Geodesic squared exponential kernel for non-rigid shape registration

TL;DR

This paper introduces a geodesic squared exponential kernel for Gaussian Process Morphable Models to improve non-rigid 3D shape registration, especially around holes and curved regions, and enhances robustness to outliers.

Contribution

It proposes a novel geodesic-based kernel for GPMMs and a modified loss function for non-rigid ICP, improving registration accuracy and robustness.

Findings

Geodesic kernel outperforms state-of-the-art kernels on face registration.

Optimized hyperparameters improve registration accuracy.

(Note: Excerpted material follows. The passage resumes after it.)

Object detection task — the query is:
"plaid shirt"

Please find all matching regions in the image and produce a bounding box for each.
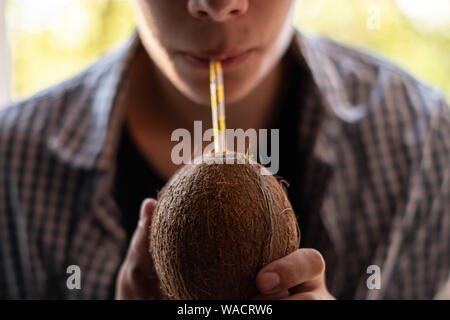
[0,33,450,299]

Modified loss function increases robustness to outliers.

Abstract

This work addresses the problem of non-rigid registration of 3D scans, which is at the core of shape modeling techniques. Firstly, we propose a new kernel based on geodesic distances for the Gaussian Process Morphable Models (GPMMs) framework. The use of geodesic distances into the kernel makes it more adapted to the topological and geometric characteristics of the surface and leads to more realistic deformations around holes and curved areas. Since the kernel possesses hyperparameters we have optimized them for the task of face registration on the FaceWarehouse dataset. We show that the Geodesic squared exponential kernel performs significantly better than state of the art kernels for the task of face registration on all the 20 expressions of the FaceWarehouse dataset. Secondly, we propose a modification of the loss function used in the non-rigid ICP registration algorithm, that allows to weight the correspondences according to the confidence given to them. As a use case, we show that we can make the registration more robust to outliers in the 3D scans, such as non-skin parts.